I have mixed feelings about almost everything. In that way, I am made a little crazy by how most people process doubt. I find that so often people assume that, if you are questioning your decision-making, you should take that as a sign that you are making a mistake. That you only know you are making the right move when you can say, "I've never been more sure about anything in my life!" I can't stand the question, "Are you sure about this?" Of course, I'm not. It is my position that, if you are sure of something, you haven't considered all the angles. Every one decision, as I see it, is a million decisions to not do something else. In the immortal words of John Piche', "Everything is a mistake." In so many ways, he's not wrong.
All that is not meant to be as fatalistic as it sounds ... but I do find that it can be either freeing or a burden, depending on the day. Freeing in that it stops you looking to only enact the perfect plan. It's a burden because there are incalculable permutations of every decision to consider ... even as you are picking one you know you haven't even scratched the surface of considering the others.
What does all this have to do my current circumstances? It's that no matter where I am, I can see the merits to being somewhere else. For some reason, the question of place has always weighed heavily on my mind ... more than I think with other people. I am always home and not home at the same time.

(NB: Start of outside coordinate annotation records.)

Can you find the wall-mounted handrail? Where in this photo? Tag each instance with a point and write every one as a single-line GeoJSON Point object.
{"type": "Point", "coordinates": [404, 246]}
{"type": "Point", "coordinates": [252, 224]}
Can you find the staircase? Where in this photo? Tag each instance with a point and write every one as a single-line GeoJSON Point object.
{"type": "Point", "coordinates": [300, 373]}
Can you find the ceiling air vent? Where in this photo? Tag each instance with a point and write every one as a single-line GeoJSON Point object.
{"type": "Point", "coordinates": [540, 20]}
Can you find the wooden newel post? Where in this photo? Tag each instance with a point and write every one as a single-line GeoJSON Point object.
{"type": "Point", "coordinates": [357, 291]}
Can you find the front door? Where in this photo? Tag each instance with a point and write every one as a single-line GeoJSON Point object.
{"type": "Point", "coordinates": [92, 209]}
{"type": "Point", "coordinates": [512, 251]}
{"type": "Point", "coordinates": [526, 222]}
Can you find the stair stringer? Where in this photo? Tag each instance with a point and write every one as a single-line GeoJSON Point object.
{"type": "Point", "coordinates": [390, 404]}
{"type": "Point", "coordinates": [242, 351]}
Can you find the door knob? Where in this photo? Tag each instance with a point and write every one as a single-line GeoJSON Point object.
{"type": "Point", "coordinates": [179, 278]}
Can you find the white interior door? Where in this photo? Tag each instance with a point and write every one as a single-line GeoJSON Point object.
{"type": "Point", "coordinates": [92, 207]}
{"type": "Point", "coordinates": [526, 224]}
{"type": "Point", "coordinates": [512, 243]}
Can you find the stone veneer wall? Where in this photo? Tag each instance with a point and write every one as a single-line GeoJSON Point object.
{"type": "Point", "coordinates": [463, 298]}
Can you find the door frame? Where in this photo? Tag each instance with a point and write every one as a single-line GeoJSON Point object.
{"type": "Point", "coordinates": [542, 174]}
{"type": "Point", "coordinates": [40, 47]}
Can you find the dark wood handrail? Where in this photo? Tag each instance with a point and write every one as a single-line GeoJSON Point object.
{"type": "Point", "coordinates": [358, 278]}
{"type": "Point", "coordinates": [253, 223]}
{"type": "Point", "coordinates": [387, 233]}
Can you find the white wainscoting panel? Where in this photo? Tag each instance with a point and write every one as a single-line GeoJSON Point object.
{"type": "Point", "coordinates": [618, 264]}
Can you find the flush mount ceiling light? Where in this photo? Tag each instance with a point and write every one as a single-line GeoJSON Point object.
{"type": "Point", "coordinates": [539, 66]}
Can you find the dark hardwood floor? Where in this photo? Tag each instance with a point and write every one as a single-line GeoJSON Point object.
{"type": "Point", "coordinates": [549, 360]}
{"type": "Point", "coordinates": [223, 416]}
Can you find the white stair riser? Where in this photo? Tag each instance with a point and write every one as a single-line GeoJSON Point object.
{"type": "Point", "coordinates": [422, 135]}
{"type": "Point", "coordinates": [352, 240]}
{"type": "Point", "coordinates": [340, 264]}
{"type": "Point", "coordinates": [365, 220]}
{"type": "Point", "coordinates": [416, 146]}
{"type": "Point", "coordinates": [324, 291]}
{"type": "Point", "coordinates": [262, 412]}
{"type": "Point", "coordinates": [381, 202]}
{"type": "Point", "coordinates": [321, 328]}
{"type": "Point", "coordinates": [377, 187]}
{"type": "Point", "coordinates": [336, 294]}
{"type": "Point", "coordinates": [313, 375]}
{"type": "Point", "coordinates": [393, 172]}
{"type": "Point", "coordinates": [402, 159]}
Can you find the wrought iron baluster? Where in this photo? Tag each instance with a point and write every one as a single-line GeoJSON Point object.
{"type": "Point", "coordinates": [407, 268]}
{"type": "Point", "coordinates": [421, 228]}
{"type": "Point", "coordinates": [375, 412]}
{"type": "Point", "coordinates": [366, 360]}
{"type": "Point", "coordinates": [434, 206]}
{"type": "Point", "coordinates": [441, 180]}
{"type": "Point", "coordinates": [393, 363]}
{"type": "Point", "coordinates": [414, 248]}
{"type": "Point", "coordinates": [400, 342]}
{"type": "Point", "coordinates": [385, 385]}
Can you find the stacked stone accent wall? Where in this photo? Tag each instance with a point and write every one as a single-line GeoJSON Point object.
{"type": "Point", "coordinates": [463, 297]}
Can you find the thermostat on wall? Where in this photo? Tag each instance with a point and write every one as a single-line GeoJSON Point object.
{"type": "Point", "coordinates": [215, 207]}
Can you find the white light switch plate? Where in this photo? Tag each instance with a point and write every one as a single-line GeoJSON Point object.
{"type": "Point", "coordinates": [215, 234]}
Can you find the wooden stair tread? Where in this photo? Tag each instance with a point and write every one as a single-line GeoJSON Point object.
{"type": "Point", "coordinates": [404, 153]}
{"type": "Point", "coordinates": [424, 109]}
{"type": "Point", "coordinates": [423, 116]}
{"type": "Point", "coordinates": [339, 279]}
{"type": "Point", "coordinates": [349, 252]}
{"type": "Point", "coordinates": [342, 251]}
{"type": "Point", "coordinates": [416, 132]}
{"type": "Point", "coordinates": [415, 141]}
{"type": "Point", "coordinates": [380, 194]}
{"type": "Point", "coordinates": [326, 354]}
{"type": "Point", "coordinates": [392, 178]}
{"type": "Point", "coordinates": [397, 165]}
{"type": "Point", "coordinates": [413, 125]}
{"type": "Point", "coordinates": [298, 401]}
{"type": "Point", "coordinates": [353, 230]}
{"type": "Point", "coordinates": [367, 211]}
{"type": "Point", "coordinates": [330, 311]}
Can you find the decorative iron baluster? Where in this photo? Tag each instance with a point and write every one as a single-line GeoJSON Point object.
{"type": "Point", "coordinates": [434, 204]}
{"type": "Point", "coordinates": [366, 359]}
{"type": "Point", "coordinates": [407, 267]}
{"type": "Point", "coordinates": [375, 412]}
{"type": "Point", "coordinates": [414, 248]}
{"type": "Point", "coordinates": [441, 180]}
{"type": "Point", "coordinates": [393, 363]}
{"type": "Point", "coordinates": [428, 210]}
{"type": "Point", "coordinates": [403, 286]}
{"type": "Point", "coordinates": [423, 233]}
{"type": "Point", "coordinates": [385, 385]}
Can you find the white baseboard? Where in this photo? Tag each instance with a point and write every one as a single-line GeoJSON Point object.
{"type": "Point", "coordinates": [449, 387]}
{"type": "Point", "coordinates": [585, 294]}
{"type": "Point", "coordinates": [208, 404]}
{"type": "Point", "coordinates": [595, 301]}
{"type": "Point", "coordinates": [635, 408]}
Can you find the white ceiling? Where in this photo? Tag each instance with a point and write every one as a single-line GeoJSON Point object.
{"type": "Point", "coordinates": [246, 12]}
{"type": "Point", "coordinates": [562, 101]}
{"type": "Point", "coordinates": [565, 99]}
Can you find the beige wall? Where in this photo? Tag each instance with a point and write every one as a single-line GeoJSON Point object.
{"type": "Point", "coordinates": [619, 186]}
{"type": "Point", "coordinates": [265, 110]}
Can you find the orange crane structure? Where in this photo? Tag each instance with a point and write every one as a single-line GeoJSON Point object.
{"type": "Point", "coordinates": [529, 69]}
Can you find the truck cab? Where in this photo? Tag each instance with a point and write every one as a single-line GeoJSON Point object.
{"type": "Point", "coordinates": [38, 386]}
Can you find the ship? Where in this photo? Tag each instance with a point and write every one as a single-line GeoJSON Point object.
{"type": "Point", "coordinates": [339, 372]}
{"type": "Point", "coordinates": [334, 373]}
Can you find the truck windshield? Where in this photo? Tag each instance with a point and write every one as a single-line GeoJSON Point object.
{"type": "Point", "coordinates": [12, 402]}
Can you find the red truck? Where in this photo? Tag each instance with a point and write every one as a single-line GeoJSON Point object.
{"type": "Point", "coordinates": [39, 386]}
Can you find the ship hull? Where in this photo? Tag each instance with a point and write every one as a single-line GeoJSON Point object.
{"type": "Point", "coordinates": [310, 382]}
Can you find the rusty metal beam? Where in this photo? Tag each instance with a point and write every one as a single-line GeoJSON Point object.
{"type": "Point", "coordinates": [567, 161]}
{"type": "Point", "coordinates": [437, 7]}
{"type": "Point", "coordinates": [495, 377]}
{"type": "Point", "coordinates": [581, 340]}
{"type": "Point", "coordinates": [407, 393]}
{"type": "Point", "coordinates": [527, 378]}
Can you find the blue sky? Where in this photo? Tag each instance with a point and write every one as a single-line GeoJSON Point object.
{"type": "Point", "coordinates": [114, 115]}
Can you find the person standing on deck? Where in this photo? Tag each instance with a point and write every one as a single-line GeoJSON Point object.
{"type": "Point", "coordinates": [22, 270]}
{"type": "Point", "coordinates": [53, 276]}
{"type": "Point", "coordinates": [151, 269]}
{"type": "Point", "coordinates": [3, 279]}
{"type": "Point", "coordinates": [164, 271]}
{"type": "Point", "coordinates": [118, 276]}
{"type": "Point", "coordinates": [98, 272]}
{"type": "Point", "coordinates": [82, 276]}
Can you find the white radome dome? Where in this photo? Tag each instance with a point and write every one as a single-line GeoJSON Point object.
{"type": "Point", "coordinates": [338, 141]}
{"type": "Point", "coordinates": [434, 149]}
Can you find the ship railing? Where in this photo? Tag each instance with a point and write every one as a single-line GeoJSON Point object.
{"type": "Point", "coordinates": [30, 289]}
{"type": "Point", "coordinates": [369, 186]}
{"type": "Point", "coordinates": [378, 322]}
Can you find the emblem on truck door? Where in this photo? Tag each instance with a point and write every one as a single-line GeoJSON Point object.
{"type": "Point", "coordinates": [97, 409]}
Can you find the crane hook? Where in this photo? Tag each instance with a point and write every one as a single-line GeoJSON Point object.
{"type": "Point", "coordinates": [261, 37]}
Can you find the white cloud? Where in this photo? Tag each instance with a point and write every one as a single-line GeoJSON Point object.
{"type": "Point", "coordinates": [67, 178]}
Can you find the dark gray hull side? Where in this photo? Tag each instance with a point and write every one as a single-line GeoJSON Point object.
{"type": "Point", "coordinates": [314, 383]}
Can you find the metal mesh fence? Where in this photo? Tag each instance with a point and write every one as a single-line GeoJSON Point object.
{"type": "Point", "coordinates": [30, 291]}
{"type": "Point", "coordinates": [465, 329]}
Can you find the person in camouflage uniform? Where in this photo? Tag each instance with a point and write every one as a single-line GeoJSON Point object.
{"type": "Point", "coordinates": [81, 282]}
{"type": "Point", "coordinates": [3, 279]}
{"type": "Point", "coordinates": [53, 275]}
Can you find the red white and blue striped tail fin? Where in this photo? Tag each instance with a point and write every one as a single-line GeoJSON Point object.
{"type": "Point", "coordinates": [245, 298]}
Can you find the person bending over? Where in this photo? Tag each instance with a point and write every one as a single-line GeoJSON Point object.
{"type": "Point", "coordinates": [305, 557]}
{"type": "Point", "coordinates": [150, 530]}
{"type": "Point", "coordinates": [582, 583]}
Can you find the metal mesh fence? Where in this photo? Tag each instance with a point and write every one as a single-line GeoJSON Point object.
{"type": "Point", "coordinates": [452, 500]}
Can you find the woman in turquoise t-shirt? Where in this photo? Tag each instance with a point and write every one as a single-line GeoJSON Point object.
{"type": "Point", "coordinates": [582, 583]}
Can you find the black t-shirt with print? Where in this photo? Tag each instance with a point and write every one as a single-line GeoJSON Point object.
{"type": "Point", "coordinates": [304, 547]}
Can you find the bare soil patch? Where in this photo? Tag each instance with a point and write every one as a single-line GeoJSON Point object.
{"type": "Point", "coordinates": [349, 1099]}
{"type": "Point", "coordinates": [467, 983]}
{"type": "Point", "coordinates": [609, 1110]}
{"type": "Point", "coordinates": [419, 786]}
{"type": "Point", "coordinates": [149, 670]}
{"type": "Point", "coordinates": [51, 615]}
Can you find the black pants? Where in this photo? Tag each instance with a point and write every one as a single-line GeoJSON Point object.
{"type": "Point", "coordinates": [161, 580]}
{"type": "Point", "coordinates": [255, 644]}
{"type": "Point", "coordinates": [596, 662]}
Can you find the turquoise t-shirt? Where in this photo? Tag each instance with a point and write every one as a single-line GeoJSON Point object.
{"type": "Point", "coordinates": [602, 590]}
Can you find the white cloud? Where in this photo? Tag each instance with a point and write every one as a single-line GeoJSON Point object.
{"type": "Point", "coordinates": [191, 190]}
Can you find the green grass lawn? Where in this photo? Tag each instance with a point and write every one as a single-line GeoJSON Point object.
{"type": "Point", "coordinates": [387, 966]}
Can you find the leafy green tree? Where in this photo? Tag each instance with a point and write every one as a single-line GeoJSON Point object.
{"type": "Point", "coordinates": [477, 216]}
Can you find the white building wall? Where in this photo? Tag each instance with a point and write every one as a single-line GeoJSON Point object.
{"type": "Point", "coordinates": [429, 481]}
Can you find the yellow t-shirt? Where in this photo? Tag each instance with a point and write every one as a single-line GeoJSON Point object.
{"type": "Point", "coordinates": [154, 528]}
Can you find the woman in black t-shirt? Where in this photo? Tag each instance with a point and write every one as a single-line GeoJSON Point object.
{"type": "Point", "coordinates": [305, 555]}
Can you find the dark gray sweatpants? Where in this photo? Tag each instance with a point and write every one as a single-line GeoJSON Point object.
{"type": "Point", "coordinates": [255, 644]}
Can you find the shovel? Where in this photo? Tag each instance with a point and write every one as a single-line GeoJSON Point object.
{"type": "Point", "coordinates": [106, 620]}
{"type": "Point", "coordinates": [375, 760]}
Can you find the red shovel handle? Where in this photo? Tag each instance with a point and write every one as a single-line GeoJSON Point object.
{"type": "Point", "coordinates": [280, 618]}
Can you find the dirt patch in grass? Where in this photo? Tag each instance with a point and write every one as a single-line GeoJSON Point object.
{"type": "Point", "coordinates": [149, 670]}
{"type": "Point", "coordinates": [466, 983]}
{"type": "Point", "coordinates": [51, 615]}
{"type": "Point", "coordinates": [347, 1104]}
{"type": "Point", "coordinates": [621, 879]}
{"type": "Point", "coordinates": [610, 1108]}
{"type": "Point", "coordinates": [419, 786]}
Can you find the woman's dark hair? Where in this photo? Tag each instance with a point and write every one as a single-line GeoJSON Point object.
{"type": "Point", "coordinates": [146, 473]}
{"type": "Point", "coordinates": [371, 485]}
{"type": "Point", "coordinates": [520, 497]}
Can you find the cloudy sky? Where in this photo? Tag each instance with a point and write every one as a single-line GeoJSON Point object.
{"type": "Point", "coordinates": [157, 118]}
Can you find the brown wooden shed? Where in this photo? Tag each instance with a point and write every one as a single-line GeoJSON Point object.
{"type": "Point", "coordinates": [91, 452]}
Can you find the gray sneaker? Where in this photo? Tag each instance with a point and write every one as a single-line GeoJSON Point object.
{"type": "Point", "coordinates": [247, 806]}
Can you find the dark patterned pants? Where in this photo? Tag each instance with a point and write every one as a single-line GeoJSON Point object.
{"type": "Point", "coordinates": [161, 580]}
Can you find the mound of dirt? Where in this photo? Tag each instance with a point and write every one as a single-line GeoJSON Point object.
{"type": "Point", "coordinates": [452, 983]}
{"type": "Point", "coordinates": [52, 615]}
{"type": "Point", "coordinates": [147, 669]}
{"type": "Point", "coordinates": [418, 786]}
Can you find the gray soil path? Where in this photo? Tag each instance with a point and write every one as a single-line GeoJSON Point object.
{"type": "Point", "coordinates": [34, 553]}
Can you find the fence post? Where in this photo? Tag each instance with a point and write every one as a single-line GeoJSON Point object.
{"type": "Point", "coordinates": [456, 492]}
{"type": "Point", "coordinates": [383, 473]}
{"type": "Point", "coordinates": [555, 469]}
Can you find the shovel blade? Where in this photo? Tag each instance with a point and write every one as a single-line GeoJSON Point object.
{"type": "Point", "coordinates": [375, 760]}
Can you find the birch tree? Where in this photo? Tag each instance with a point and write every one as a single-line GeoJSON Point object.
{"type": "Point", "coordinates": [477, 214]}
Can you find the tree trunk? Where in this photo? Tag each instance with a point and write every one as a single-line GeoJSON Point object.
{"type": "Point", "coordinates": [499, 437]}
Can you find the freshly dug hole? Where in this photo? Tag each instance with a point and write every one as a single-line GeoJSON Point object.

I say that as I prepare, in a few days, to sign loan papers to purchase a co-op unit in San Francisco. These loan documents tie me to a piece of property for more money than I thought I would spend on anything ever. In Cleveland, this plain, 1100 sq. feet, box from the 1960s would sell for about $80K these days, I reckon. Well, my friends, not so here ... no, not so here. That's life in the BIG city I guess. Financially, it is long term relationship. How will I feel about this place just based on the idea that I can't easily get away from it? I'll be home and not home.